Tuesday, August 26, 2014

Week 1 Memo

This week’s readings all dealt with the formulation of a scientific model. Galileo’s article highlights a few philosophers debating the reasoning behind a falling body’s motion and why or why not the other’s ideas are valid. Hazen’s article discusses how Newton built upon other scientists’ theories, like Galileo and Kepler, to come up with a better, more cohesive model for gravity.  Lehrer’s article shows how educators can guide children to come up with their own ideas about how basic scientific models work through observation and investigation.

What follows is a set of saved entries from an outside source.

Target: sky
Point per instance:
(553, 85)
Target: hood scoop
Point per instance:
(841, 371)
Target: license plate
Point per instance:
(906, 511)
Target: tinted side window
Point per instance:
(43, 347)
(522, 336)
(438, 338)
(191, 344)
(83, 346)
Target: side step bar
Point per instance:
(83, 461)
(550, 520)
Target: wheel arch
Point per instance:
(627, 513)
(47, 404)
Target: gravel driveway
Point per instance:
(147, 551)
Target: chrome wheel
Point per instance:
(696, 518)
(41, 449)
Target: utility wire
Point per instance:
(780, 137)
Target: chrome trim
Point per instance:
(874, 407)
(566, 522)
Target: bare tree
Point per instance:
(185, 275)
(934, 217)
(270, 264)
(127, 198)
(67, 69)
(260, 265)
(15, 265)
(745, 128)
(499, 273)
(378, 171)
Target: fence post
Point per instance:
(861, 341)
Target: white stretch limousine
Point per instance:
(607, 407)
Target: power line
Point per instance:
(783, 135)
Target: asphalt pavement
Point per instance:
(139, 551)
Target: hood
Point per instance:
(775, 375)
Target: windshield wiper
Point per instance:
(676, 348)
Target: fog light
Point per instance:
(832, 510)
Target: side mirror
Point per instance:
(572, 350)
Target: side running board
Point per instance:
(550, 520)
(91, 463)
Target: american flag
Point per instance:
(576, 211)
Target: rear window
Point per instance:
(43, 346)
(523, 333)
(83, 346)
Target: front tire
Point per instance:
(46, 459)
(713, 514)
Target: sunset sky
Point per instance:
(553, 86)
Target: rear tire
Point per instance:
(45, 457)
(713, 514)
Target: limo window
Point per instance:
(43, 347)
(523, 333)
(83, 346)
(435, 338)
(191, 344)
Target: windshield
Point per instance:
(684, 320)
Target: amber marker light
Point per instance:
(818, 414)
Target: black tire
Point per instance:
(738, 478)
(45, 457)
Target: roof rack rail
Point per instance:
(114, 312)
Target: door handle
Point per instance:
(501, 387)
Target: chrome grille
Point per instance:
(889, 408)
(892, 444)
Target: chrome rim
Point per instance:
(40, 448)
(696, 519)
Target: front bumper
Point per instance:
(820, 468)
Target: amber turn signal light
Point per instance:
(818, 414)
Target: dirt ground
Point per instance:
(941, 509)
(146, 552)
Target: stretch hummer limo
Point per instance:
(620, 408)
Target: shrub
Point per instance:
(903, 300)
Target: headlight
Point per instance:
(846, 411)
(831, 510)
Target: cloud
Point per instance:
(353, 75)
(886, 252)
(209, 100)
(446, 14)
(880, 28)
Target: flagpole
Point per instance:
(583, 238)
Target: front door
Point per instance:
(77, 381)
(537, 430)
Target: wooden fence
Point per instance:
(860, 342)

A key theme that resonated with me in these essays was the emphasis on being open to new ideas.  In Galileo, Salviati mentions, “…a strong desire to maintain old errors, rather than accept newly discovered truths,” in referring to when one gets proven to have fallacies in one’s theory.  As a class last week, we demonstrated our flexibilities to fallacies.  By going with Lehrer’s idea for open design, we were only guided by two questions: how do you know if the ball is accelerating and how do you prove to someone that the ball is accelerating.  Our mini-groups decided how to use our materials, how to set up our experiment, as well as what hypothesis we would need to prove.  My particular group immediately agreed upon a hypothesis, but riffed off each other for how we should set up our experiment.  After we all finished our experiments, the mini-groups explained each of their processes. 

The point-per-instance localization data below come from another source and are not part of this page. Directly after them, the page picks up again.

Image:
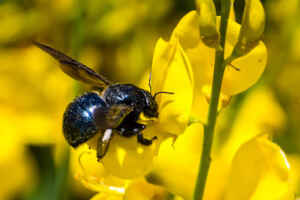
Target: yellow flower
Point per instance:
(243, 73)
(128, 159)
(247, 157)
(258, 165)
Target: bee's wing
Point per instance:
(75, 69)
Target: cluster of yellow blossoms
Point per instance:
(246, 166)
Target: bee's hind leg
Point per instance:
(103, 143)
(144, 141)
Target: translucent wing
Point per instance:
(75, 69)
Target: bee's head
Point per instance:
(151, 108)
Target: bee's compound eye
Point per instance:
(78, 122)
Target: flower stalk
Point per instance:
(219, 68)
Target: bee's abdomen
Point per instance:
(78, 122)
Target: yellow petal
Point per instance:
(172, 73)
(202, 58)
(141, 190)
(259, 170)
(127, 159)
(106, 196)
(176, 166)
(92, 174)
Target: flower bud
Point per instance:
(207, 22)
(253, 24)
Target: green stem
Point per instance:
(213, 107)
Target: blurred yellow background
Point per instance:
(117, 38)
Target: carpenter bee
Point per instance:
(109, 108)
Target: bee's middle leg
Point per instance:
(131, 129)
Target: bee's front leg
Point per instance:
(145, 141)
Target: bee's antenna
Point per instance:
(149, 83)
(162, 92)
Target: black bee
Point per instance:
(110, 108)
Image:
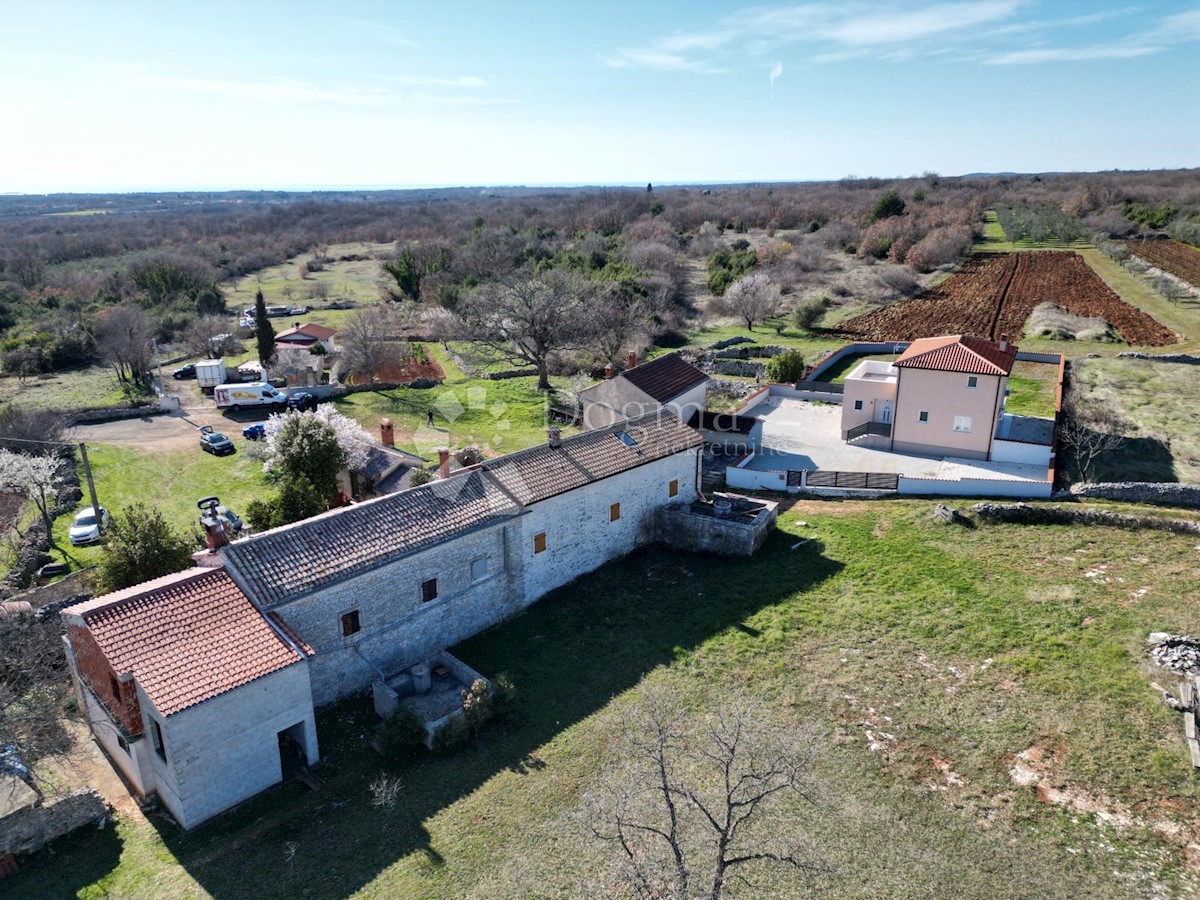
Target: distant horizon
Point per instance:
(567, 185)
(121, 97)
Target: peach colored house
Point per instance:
(943, 396)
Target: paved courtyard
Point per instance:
(801, 435)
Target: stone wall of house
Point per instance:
(580, 535)
(396, 628)
(226, 749)
(399, 630)
(34, 827)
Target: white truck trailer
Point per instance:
(256, 394)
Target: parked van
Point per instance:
(256, 394)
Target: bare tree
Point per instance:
(36, 477)
(526, 318)
(753, 298)
(123, 337)
(687, 809)
(34, 689)
(366, 345)
(208, 336)
(1090, 430)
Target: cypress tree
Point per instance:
(264, 335)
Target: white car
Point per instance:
(85, 529)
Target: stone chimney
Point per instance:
(214, 528)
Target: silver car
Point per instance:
(85, 528)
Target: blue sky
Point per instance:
(115, 96)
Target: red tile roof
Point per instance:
(959, 353)
(665, 378)
(185, 637)
(309, 329)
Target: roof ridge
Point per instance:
(141, 591)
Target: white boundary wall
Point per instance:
(1020, 451)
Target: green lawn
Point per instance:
(924, 641)
(1164, 436)
(76, 389)
(1033, 389)
(171, 481)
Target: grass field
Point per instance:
(996, 241)
(77, 389)
(169, 481)
(927, 659)
(1164, 438)
(355, 280)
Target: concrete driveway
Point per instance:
(161, 433)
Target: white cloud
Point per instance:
(871, 28)
(1071, 54)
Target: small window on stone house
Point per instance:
(160, 747)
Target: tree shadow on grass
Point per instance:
(568, 657)
(66, 867)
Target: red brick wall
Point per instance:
(94, 666)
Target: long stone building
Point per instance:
(202, 685)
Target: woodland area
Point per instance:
(535, 277)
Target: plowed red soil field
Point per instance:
(993, 294)
(1179, 259)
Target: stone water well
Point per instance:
(432, 688)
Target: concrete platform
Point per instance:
(801, 435)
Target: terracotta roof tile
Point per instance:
(309, 329)
(665, 378)
(959, 353)
(185, 637)
(543, 472)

          The differences seen in every group’s process were enlightening as to see what an educator will go through as he/she is teaching any class that needs a question answered.  This demonstration gave me a deeper understanding of what Lehrer means by, “…materiality is often obscured by providing students with questions to answer, apparatus, and prescribed routines, exemplified by labs. Students are seldom asked to struggle with the material problem of developing conditions or instruments for investigation.”  The “struggle” was the ultimate factor in developing our scientific models.   Hazen notes, “deepest things are often the simplest,” and this idea resonated in our class experiment, with the use of timers and intervals, as it did for the jar ecosystem experiment Lehrer discusses in his paper.  The students’ use of peer reviews helped each other realize some easy solutions or answers as to why their ecosystem was failing and how they could improve it.  This type of discourse helps scientists build upon each other’s ideas and improve their scientific models, like in the students’ cases, how an ecosystem functions.  I really enjoyed how Hazen points out that most well known scientists have used this very reasoning to solidify their own models.  Newton riffed off Galileo and Kepler, Einstein riffed off those three, and eventually we will have a future scientist to riff off all four of these scientists to come up with a final unified field theory about gravity and relativity.  To me, that is amazing, and honestly gives me goosebumps!


  1. I think that it is interesting that you think of the "riffing" of ideas as positive. It made me question my negative thoughts of "riffing" because it is often associated with plagiarism. However, "riffing" ideas is simply borrowing ideas that we believe to be true and building off of those ideas. That is learning! Learning is creating new ideas and ways of understanding concepts based on previously accepted truths or notions. We come to these truths through our interaction with the world and with other people. We rely on other people to create a base of our knowledge and use this knowledge to acquire and explain more difficult concepts. Science must be taught in this way. Students must communicate with peers to bounce ideas off of each other and bring multiple perspectives to the investigation. Cooperation is vital within the scientific profession as well as within the real world, therefore science in the classroom should be taught with this highly emphasized.

  2. I like your identification of openness to new ideas as a theme. I had not thought explicitly about the importance of failure and revision with regard to these readings, but now that you mention it, it really is incredibly important to learning and knowing in science. I think that, as a teacher, one of the most important examples I can set for students is being open to failure, excited about learning from it and about correcting it, and explicit about the process of encountering and searching for solutions to problems without becoming frustrated or discouraged. I think that I would often benefit from taking this a little further and applying it to teaching itself, and not just scientific practice; for me, the important thing to keep in mind is not to be perfect, but to be learning.

  3. The concept of the "struggle" also resonated with me as an opportunity for students to break down systems and think independently. Experimentation and model building is something that I hope to incorporate into my future classroom and I am interested to see how everyone plans to implement this theory of suggestive model building. As a teacher, you are familiar with the material and thus able to understand or deduce potential relationships within a system (or that you will need a timer, etc), but students who are just coming to a topic may have a harder time drawing the necessary conclusions for creation of successive models. I guess my question for you all is- how do you recognize and differentiate productive struggle from inhibitive struggle?